Fig. 233. Round Cardamom. Sex, Syst. Monandria, Monogynia.
(Semina.)
(The old latin name for this plant should be Amomum cardamomum Willd. (now Amomum compactum Sol. ex Maton.). The latin name given here (Amomum cardamomum L.) is the old name for true cardamon, Elettaria cardamomum (L.) Maton. -Henriette)

History.—The fruit of this plant is the άμωμον of Dioscorides, [Lib. i. cap. xiv.] the Amomi uva of Pliny. [Hist. Nat. lib. xii. cap. xxviii, ed. Valp.]

Botany. Gen. Char.—Inner limb of the corolla one-lipped. Filament dilated beyond the anther, with an entire or lobed crest. Capsule often berried, 3-celled, 3-valved. Seeds numerous, arillate.—Herbaceous perennials, with articulated creeping rhizomes. Leaves in 2 rows, membranous, with their sheaths split. Inflorescence spiked, loosely imbricated, radical (Blume). [Op. cit.]

Sp. Char.—Leaves with short petioles, lanceolate. Spikes half immersed in the earth, loosely imbricated with villous, lanceolate, acute, 1-flowered bracts. Lip, with the interior margin, 3-lobed. Crest 3-lobed (Roxburgh).

Hab.—Sumatra, Java, and other islands eastward to the Bay of Bengal.

Description.—The fruit of this plant is the round cardamom (cardamomum rotundum) of the shops. It varies in size from that of a black currant to that of a cherry. It is roundish or roundish-ovate, with three convex rounded sides or lobes, more or less striated longitudinally, yellowish or brownish-white, sometimes with a red tint, and when examined by a pocket lens shows the remains of hairs, the greater part of which have probably been rubbed off. The seeds are brown, angular, cuneiform, shrivelled, with an aromatic, camphoraceous flavour. The fruits in their native clusters or spikes (constituting the Amomum racemosum) are rarely met with; a fine sample is in the Sloanian collection of the British Museum.

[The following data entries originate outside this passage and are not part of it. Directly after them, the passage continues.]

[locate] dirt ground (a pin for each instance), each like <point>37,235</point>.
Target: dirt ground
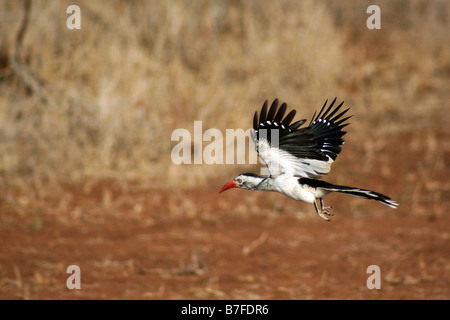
<point>137,243</point>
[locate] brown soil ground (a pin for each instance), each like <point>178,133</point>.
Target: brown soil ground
<point>153,244</point>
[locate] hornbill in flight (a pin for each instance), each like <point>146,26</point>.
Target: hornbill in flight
<point>297,157</point>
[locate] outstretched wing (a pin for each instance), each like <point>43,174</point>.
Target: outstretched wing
<point>305,152</point>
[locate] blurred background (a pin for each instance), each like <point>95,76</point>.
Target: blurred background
<point>86,115</point>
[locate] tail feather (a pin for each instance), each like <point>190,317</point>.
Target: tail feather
<point>363,193</point>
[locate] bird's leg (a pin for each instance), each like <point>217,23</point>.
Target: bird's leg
<point>322,213</point>
<point>326,209</point>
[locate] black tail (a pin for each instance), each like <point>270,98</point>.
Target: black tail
<point>363,193</point>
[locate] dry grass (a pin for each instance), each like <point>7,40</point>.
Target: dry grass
<point>136,71</point>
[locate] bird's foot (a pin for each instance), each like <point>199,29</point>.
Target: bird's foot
<point>325,213</point>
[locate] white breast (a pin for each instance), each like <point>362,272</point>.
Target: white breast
<point>289,186</point>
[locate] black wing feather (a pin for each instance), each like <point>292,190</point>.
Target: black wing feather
<point>321,140</point>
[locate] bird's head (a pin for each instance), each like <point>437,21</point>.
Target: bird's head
<point>247,181</point>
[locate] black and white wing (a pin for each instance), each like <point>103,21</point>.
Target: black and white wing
<point>304,152</point>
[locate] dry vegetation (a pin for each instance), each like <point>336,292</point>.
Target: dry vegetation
<point>105,99</point>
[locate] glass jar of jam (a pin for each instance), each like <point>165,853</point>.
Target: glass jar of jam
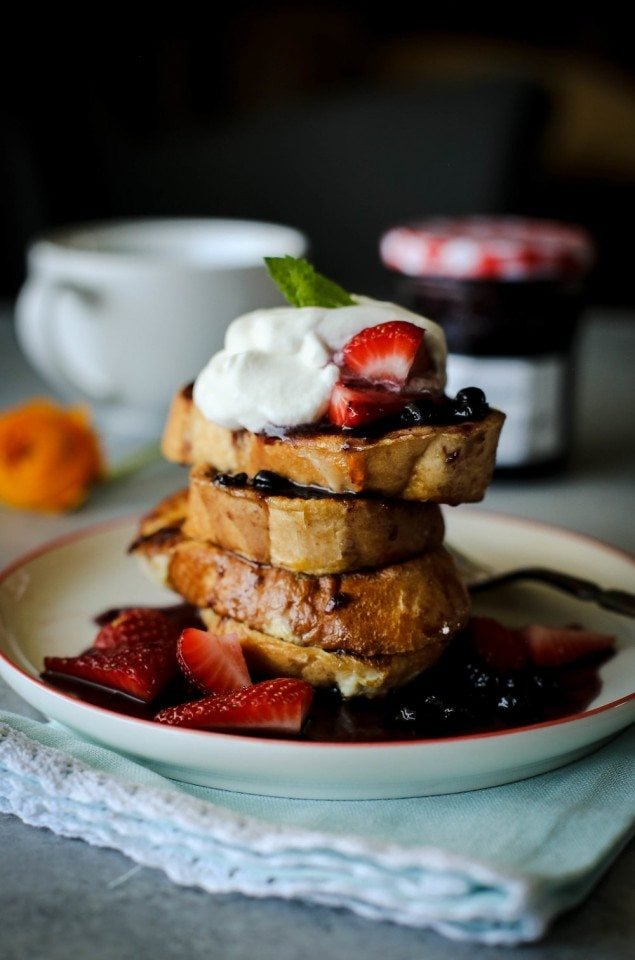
<point>508,293</point>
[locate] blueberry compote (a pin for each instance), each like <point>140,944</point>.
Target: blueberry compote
<point>459,696</point>
<point>469,404</point>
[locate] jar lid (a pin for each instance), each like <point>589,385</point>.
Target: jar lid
<point>480,247</point>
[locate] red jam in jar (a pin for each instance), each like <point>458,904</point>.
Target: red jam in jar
<point>508,293</point>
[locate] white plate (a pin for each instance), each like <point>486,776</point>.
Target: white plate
<point>48,600</point>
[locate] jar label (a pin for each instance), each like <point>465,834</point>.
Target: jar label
<point>529,391</point>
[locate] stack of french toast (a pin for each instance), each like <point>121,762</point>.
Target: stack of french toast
<point>324,557</point>
<point>321,546</point>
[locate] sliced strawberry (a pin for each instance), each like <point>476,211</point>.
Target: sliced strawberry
<point>390,352</point>
<point>503,648</point>
<point>213,662</point>
<point>136,625</point>
<point>352,406</point>
<point>141,669</point>
<point>272,706</point>
<point>556,646</point>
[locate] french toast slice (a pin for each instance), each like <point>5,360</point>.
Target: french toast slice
<point>354,676</point>
<point>394,609</point>
<point>309,534</point>
<point>443,464</point>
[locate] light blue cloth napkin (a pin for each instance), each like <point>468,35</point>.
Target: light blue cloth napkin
<point>494,865</point>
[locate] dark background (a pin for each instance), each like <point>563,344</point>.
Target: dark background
<point>337,118</point>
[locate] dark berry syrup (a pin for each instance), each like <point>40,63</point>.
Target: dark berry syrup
<point>461,695</point>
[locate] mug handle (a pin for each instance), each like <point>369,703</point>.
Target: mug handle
<point>38,311</point>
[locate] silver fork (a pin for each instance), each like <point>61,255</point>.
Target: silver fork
<point>477,576</point>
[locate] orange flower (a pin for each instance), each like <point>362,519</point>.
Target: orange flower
<point>49,456</point>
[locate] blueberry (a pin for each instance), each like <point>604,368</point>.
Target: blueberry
<point>232,479</point>
<point>267,480</point>
<point>411,414</point>
<point>470,403</point>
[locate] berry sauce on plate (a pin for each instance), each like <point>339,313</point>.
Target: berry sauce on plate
<point>463,694</point>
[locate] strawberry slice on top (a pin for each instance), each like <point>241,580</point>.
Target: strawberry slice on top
<point>272,706</point>
<point>213,662</point>
<point>389,353</point>
<point>352,405</point>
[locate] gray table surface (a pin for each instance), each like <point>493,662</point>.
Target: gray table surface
<point>61,898</point>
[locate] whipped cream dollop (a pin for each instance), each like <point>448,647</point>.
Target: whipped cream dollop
<point>278,366</point>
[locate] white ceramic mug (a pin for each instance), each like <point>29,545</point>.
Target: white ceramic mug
<point>122,313</point>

Composition.—It has not been analyzed. Its constituents are probably analogous to those of the Malabar cardamom (Elettaria Cardamomum).

Effects and Uses.—Similar to those of the Malabar cardamom. Round cardamoms are rarely employed in this country. They are officinal in the French Codex, and are principally consumed in the southern parts of Europe. The seeds are directed to be used by the Dublin Pharmacopoeia, but I presume those of the Elettaria Cardamomum are intended.